Atack: Scientology had reserves in excess of $300 million when the Titchbourne case was ruled upon. The judgement, which included punitive damages for Scientology’s treatment of Titchbourne, both before and during the ensuing litigation, amounted to about ten per cent of these known assets.

Roux: … [T]his trial was set up to serve as a precedent in the US, and with dozens of other similar trials on-going, it represented the intention of bringing about a complete bankruptcy of Scientology internationally. This was the purpose of the opponents of the Church ...

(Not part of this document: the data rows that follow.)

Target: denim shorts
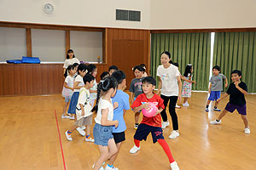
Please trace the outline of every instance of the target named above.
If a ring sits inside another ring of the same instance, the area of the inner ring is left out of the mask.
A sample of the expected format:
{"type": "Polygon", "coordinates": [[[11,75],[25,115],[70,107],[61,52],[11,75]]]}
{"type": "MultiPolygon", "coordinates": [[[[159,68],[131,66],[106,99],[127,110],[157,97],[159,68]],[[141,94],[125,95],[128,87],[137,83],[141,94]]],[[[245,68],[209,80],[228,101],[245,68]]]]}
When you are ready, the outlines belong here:
{"type": "Polygon", "coordinates": [[[108,146],[108,140],[113,139],[113,127],[112,126],[102,126],[96,123],[93,128],[93,136],[95,144],[108,146]]]}

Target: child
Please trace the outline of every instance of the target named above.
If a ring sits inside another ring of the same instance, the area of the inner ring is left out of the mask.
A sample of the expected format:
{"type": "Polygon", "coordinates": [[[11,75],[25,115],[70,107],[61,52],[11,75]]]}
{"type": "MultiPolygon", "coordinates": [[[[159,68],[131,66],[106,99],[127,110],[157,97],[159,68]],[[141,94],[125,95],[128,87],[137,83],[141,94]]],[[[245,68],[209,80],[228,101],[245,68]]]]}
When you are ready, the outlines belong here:
{"type": "Polygon", "coordinates": [[[163,130],[161,128],[161,116],[160,112],[165,108],[164,100],[157,94],[154,94],[156,82],[152,76],[146,76],[143,80],[143,93],[137,96],[134,103],[131,105],[131,108],[134,109],[134,112],[137,112],[142,109],[150,109],[148,102],[154,103],[158,110],[153,117],[146,117],[143,116],[141,124],[138,126],[135,135],[134,143],[135,145],[130,150],[130,153],[135,154],[138,151],[140,147],[140,141],[146,140],[149,133],[152,134],[154,144],[158,142],[164,149],[166,156],[169,158],[171,163],[171,168],[172,170],[178,170],[177,162],[174,161],[170,148],[164,139],[163,130]]]}
{"type": "Polygon", "coordinates": [[[236,109],[238,113],[241,115],[241,118],[243,121],[245,128],[244,133],[249,134],[250,128],[248,126],[248,119],[247,117],[247,105],[244,94],[247,94],[247,87],[245,82],[241,82],[240,79],[241,77],[241,72],[238,70],[235,70],[231,72],[232,83],[230,84],[229,88],[220,99],[217,100],[218,103],[224,98],[230,95],[230,102],[227,104],[225,109],[218,116],[215,121],[212,121],[211,124],[220,124],[221,118],[224,117],[227,112],[231,112],[236,109]]]}
{"type": "MultiPolygon", "coordinates": [[[[87,67],[84,64],[80,64],[78,68],[78,73],[79,75],[75,77],[74,84],[73,84],[73,94],[72,95],[69,108],[67,110],[67,113],[73,114],[69,118],[72,120],[75,119],[75,113],[76,113],[76,106],[78,105],[78,99],[79,96],[80,88],[83,88],[84,86],[83,77],[87,73],[87,67]]],[[[82,135],[85,135],[85,132],[81,128],[78,128],[77,130],[79,133],[82,135]]]]}
{"type": "Polygon", "coordinates": [[[109,72],[109,75],[111,76],[112,73],[115,71],[119,70],[119,68],[115,65],[111,65],[109,68],[108,68],[108,72],[109,72]]]}
{"type": "Polygon", "coordinates": [[[90,125],[92,123],[92,112],[90,111],[92,107],[89,101],[89,89],[93,87],[94,79],[95,77],[90,74],[87,74],[83,77],[84,87],[80,88],[79,101],[76,107],[77,121],[74,125],[65,133],[67,139],[69,141],[73,140],[71,137],[73,131],[79,127],[87,126],[85,141],[94,142],[94,139],[90,135],[90,125]]]}
{"type": "Polygon", "coordinates": [[[114,77],[118,82],[118,88],[116,91],[116,94],[112,99],[112,103],[117,102],[119,104],[118,105],[119,107],[113,110],[113,121],[118,120],[119,122],[119,127],[117,128],[113,127],[113,140],[116,144],[118,151],[109,159],[109,162],[106,166],[105,170],[118,169],[117,167],[114,167],[113,164],[119,154],[123,141],[125,140],[125,131],[126,129],[126,126],[125,126],[125,122],[124,120],[124,116],[126,110],[130,110],[129,95],[125,92],[123,92],[123,88],[124,87],[125,87],[125,83],[126,83],[125,74],[122,71],[115,71],[111,75],[111,76],[114,77]]]}
{"type": "Polygon", "coordinates": [[[148,74],[146,72],[146,65],[145,64],[141,64],[140,65],[141,65],[141,67],[143,67],[144,69],[144,73],[143,73],[143,77],[148,76],[148,74]]]}
{"type": "Polygon", "coordinates": [[[62,119],[69,118],[69,116],[66,115],[67,114],[67,107],[68,105],[68,103],[70,102],[70,99],[71,99],[71,97],[73,94],[73,76],[74,76],[75,72],[76,72],[75,68],[72,65],[68,65],[68,67],[65,71],[64,76],[66,78],[65,78],[63,89],[62,89],[62,96],[65,98],[65,104],[63,105],[63,113],[61,116],[62,119]]]}
{"type": "Polygon", "coordinates": [[[104,71],[102,72],[102,74],[101,74],[101,80],[103,80],[103,78],[105,78],[106,76],[109,76],[109,72],[108,71],[104,71]]]}
{"type": "Polygon", "coordinates": [[[210,79],[210,86],[209,86],[210,97],[207,100],[206,111],[209,111],[209,105],[211,101],[214,101],[214,100],[216,100],[216,102],[215,102],[213,110],[221,111],[219,109],[217,108],[218,106],[217,99],[220,98],[220,93],[223,90],[223,82],[222,82],[223,80],[224,79],[225,80],[225,88],[228,87],[228,80],[224,75],[219,73],[220,68],[218,65],[213,66],[212,72],[213,72],[213,76],[210,79]]]}
{"type": "MultiPolygon", "coordinates": [[[[97,67],[95,65],[88,65],[88,74],[92,75],[95,78],[97,75],[97,67]]],[[[96,99],[97,96],[97,82],[96,79],[94,80],[94,85],[91,88],[90,88],[90,105],[93,107],[95,99],[96,99]]]]}
{"type": "Polygon", "coordinates": [[[112,76],[108,76],[102,80],[97,87],[97,98],[96,105],[92,111],[96,111],[95,118],[95,127],[93,135],[95,144],[98,145],[101,156],[92,166],[93,169],[103,169],[102,167],[104,161],[109,159],[116,154],[117,147],[113,139],[113,127],[118,127],[119,122],[113,121],[113,109],[118,107],[118,104],[112,104],[111,97],[114,97],[117,88],[117,82],[112,76]],[[102,95],[101,95],[102,94],[102,95]],[[102,97],[101,97],[102,96],[102,97]]]}
{"type": "MultiPolygon", "coordinates": [[[[130,89],[129,91],[131,92],[131,102],[133,103],[136,98],[143,94],[143,73],[144,73],[144,69],[141,65],[136,65],[133,68],[133,72],[135,75],[135,78],[131,80],[131,85],[130,85],[130,89]]],[[[140,116],[140,110],[137,113],[135,113],[135,125],[134,128],[137,129],[138,127],[138,120],[140,116]]]]}
{"type": "Polygon", "coordinates": [[[192,73],[193,73],[193,66],[191,64],[188,64],[185,69],[185,72],[183,74],[185,80],[183,82],[182,97],[184,98],[183,106],[189,107],[189,105],[188,103],[189,98],[191,98],[191,88],[192,83],[195,83],[195,81],[192,81],[192,73]]]}
{"type": "MultiPolygon", "coordinates": [[[[175,110],[175,105],[177,100],[181,99],[182,82],[180,79],[180,72],[177,66],[172,65],[171,54],[165,51],[160,57],[161,65],[157,68],[157,76],[159,76],[158,94],[160,94],[161,99],[164,99],[165,108],[169,102],[169,113],[172,121],[172,132],[169,139],[176,139],[179,136],[178,122],[175,110]],[[161,91],[160,91],[161,90],[161,91]]],[[[170,123],[167,119],[166,110],[161,112],[163,123],[162,128],[166,128],[170,123]]]]}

Then, through the work of the IAS, 15 000 Scientologists from all over the world converged on Portland to protest this ruling which was a denial of the protection guaranteed by the first amendment of the US constitution, and asked the Presiding Judge to overturn the ruling. ... Tens of thousands of Scientologists united in the city.

Atack: About two thousand Scientologists attended the rally, but were bussed back to the beginning of the protest march, repeatedly, to make their numbers seem greater.7

Roux: … [T]he result was unmitigated success, as after having seen the proof that the plaintiff had been “deprogrammed” before having filed her complaint, that her witnesses were in fact acting as government agents, and that Scientology teachings were religious in nature, the judge overturned the judgment... .

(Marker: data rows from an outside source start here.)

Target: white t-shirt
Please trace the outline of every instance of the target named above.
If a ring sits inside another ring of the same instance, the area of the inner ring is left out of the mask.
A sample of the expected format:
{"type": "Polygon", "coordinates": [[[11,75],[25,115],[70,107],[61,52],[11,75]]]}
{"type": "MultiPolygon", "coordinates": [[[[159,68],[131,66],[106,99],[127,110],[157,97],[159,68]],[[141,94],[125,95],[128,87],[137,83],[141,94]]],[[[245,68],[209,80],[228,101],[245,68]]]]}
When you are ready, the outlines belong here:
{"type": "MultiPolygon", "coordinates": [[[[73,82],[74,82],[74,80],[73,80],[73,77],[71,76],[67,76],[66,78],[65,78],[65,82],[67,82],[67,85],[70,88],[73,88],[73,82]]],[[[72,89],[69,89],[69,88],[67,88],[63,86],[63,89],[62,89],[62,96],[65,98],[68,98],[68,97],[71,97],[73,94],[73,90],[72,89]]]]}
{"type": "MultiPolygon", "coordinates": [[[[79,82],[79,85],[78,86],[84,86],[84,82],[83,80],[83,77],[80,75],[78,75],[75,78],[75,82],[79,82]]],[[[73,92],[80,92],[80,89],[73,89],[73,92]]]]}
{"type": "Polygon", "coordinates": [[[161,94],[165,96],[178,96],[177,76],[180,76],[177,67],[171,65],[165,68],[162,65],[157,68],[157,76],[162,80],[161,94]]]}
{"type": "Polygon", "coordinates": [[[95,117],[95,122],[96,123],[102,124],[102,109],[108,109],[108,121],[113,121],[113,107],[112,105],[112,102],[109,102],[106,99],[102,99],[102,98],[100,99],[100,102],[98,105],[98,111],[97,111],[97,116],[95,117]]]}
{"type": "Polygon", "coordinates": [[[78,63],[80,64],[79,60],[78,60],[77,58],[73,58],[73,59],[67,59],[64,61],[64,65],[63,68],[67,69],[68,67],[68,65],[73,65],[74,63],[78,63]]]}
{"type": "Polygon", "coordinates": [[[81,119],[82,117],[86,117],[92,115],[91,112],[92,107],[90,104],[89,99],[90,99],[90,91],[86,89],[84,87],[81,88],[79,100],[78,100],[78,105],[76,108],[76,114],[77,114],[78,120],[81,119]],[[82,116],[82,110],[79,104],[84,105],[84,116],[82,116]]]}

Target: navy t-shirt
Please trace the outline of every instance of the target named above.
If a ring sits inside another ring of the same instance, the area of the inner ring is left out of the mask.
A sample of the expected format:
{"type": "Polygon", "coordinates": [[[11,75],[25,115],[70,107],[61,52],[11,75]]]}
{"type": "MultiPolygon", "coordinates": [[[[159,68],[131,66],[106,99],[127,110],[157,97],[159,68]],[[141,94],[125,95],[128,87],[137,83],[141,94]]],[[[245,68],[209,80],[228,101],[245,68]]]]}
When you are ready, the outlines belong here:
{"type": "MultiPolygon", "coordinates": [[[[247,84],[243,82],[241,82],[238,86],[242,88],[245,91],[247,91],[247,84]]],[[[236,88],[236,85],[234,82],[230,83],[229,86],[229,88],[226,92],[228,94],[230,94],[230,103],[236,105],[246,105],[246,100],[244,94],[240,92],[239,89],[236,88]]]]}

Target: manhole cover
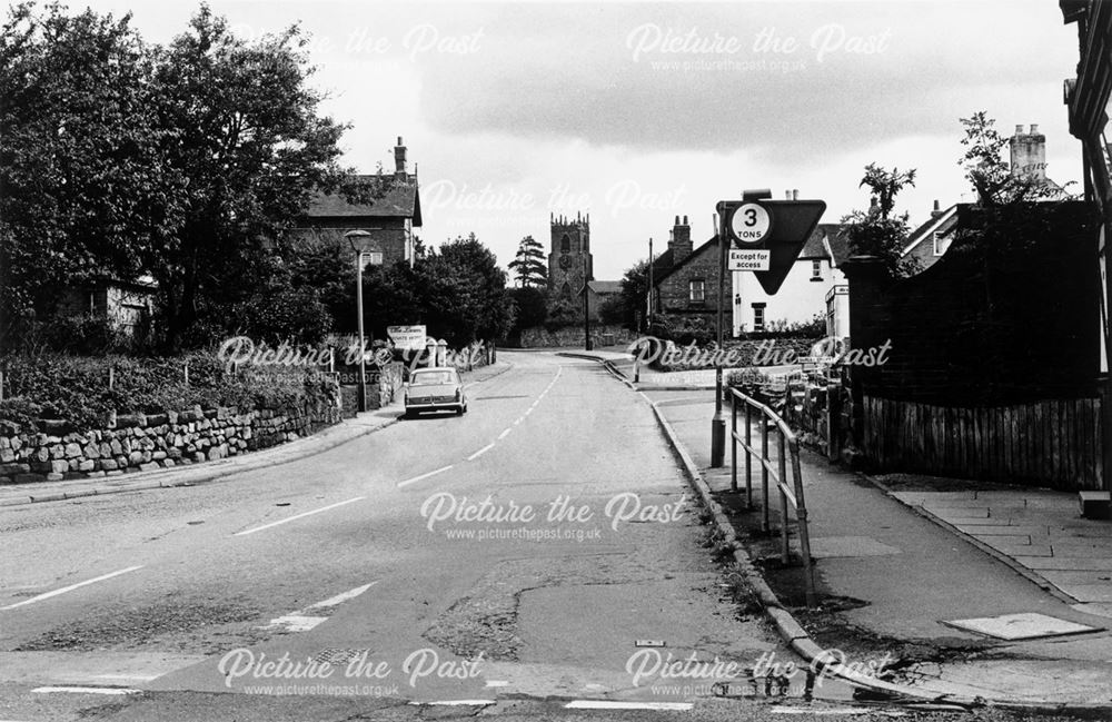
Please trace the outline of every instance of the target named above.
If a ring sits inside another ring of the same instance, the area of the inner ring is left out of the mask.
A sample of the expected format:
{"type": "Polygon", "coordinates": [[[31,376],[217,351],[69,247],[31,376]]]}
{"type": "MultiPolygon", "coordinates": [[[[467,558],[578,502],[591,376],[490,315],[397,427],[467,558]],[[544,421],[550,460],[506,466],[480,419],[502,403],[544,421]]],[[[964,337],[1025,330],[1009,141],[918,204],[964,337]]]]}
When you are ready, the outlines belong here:
{"type": "Polygon", "coordinates": [[[943,624],[995,636],[1001,640],[1032,640],[1040,636],[1058,636],[1060,634],[1083,634],[1099,631],[1095,626],[1086,626],[1046,616],[1034,612],[1022,614],[1004,614],[1002,616],[981,616],[971,620],[944,621],[943,624]]]}
{"type": "Polygon", "coordinates": [[[358,660],[359,657],[369,657],[370,650],[320,650],[317,655],[312,657],[314,662],[325,663],[328,662],[334,667],[344,666],[351,660],[358,660]]]}

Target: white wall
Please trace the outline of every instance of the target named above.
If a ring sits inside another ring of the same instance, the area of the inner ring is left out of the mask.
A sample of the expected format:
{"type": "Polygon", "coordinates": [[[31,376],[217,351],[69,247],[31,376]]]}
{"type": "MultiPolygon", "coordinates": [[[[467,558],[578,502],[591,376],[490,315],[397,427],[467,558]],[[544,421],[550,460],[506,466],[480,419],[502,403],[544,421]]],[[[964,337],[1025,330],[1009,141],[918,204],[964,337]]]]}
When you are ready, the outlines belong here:
{"type": "Polygon", "coordinates": [[[826,291],[835,284],[845,284],[845,275],[832,268],[830,258],[820,260],[822,280],[812,280],[811,258],[796,260],[787,278],[774,296],[761,287],[751,271],[734,271],[734,335],[752,332],[753,304],[765,304],[765,327],[774,322],[805,324],[816,315],[826,317],[826,291]]]}

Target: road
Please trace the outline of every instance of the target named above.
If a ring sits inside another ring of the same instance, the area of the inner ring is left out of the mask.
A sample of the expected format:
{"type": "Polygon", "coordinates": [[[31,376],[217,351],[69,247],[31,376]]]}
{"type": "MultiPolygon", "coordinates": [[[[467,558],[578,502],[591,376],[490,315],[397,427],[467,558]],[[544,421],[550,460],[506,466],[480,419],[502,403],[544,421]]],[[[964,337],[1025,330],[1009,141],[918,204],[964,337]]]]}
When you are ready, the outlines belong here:
{"type": "Polygon", "coordinates": [[[648,404],[593,362],[502,356],[464,417],[0,511],[0,719],[762,719],[776,691],[715,698],[714,662],[795,657],[711,558],[648,404]]]}

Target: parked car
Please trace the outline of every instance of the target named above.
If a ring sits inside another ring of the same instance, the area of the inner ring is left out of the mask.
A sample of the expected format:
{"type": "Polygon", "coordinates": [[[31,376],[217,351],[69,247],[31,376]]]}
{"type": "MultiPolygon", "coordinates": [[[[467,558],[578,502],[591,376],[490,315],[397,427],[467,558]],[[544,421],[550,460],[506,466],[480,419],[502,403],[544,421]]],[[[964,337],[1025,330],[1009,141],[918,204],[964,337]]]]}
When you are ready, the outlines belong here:
{"type": "Polygon", "coordinates": [[[459,373],[450,366],[418,368],[409,375],[405,388],[406,416],[421,412],[449,409],[467,413],[467,394],[459,373]]]}

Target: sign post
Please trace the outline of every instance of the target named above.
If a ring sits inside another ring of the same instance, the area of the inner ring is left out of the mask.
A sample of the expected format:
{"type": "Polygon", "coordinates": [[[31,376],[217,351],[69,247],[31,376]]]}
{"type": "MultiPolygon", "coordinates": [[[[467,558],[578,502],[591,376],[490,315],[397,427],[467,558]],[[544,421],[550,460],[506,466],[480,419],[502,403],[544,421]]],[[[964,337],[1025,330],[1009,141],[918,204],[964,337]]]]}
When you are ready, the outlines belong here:
{"type": "MultiPolygon", "coordinates": [[[[787,278],[807,238],[826,210],[822,200],[772,200],[767,189],[746,190],[741,200],[721,200],[718,211],[718,348],[723,338],[726,270],[756,276],[762,288],[774,295],[787,278]]],[[[725,462],[726,419],[723,416],[722,366],[714,374],[714,418],[711,419],[711,466],[725,462]]]]}

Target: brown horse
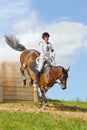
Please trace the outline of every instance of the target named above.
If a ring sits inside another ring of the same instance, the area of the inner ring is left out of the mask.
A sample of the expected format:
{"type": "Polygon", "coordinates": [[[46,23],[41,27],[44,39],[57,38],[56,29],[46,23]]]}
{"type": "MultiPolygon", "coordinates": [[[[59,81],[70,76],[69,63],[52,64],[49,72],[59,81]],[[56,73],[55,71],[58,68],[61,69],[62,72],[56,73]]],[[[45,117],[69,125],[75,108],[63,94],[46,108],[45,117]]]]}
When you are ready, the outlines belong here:
{"type": "MultiPolygon", "coordinates": [[[[37,50],[34,49],[26,49],[23,45],[21,45],[16,37],[13,36],[5,36],[6,42],[10,47],[15,50],[23,51],[20,55],[20,71],[23,76],[23,85],[26,85],[26,77],[25,71],[27,71],[28,75],[30,76],[30,83],[34,84],[34,90],[37,91],[38,87],[41,91],[41,96],[39,97],[39,107],[42,106],[42,101],[45,101],[45,106],[48,106],[47,99],[45,97],[45,93],[55,84],[59,83],[57,80],[60,81],[60,86],[62,89],[66,88],[66,82],[68,78],[68,69],[65,69],[62,66],[51,66],[47,64],[44,67],[43,72],[40,74],[40,78],[38,82],[36,82],[36,74],[32,70],[31,65],[35,62],[35,59],[40,55],[37,50]]],[[[35,70],[36,66],[33,66],[35,70]]]]}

Atack: The judge rescinded his judgement because of a statement made to the jury by a prosecution lawyer that challenged the religious status of Scientology, not because of any ‘deprogramming’. Scientology lost a similar case against Lawrence Wollersheim, and was forced to pay almost nine million dollars, despite protest marches where it asserted that it would pay ‘not one thin dime to Wollersheim.’

Roux: The Internal Revenue Service had opened a determined national campaign against all the different Churches of Scientology, refusing to allow them religious status … engaging in malicious rumour campaigns against Church leaders, harassing them by conducting fabricated charges for triggering criminal investigations against them…

Atack: Scientologists working for the ‘Church’ have been convicted in several countries for criminal activities.

Roux: In 1986, when L. Ron Hubbard passed away, the Church had to struggle past this point which can be seen as a critical test for every religious movement: the death of its founder. History showed that this test has been very successfully passed, but few really knew what the Church had to endure during the following years.

Atack: Nor indeed what critics of Scientology had to endure by way of harassment through litigation and by private detectives kept on permanent retainer by Scientology. Tony Ortega has shown that in the case of Pat Broeker alone, over $10 million was spent on maintaining a 24-hour watch for over 20 years.8 Scientology lost cases against Canadian judge Casey Hill, Lawrence Wollersheim, Richard and Bonnie Woods and Mary Johnston, among many others, for its treatment of them. It is startling that this should be claimed as some sort of conspiracy, when the evidence is clear that Scientology mercilessly harassed these people, and hundreds of others. Hubbard personally ordered that a cartoonist who had made a mildly derogatory comment about Scientology should have his livelihood ruined (Operation Funny Bone).

Roux: The battle with the IRS sometimes went to a point where the existence of the Church itself was endangered, and this continued up till 1991, when IRS finally agreed to conduct, at the insistence of the Church, a full and transparent examination (as opposed to biased) which lasted 2 years.

Atack: The investigation was by no means ‘transparent’ and aspects of the decision remain sealed to this day.

Roux: This became the most thorough inquiry that has ever been conducted of a religious movement, encompassing all the Church of Scientology’s worldwide activities including all financial records. It culminated with the issuance, by the IRS, of ruling letters, dated the 1st October 1993, recognizing the tax-exempt religious and charitable status of the Church of Scientology International - the mother church of the Scientology religion - and 150 affiliated Churches, missions and social betterment organizations.

Atack: It was determined that since the death of Hubbard, funds were no longer being funneled to a private citizen, as the IRS had found in earlier investigations. This was the reason for denial of exemption in earlier years. Hubbard left $648 million, almost every penny of which had come from Scientology.

Roux: This was of course a real turning point for Scientology not only in the US, but also worldwide. Indeed, even though Scientology had never ceased growing during these years, this engagement with the IRS consumed a lot of attention from Scientology leaders and management...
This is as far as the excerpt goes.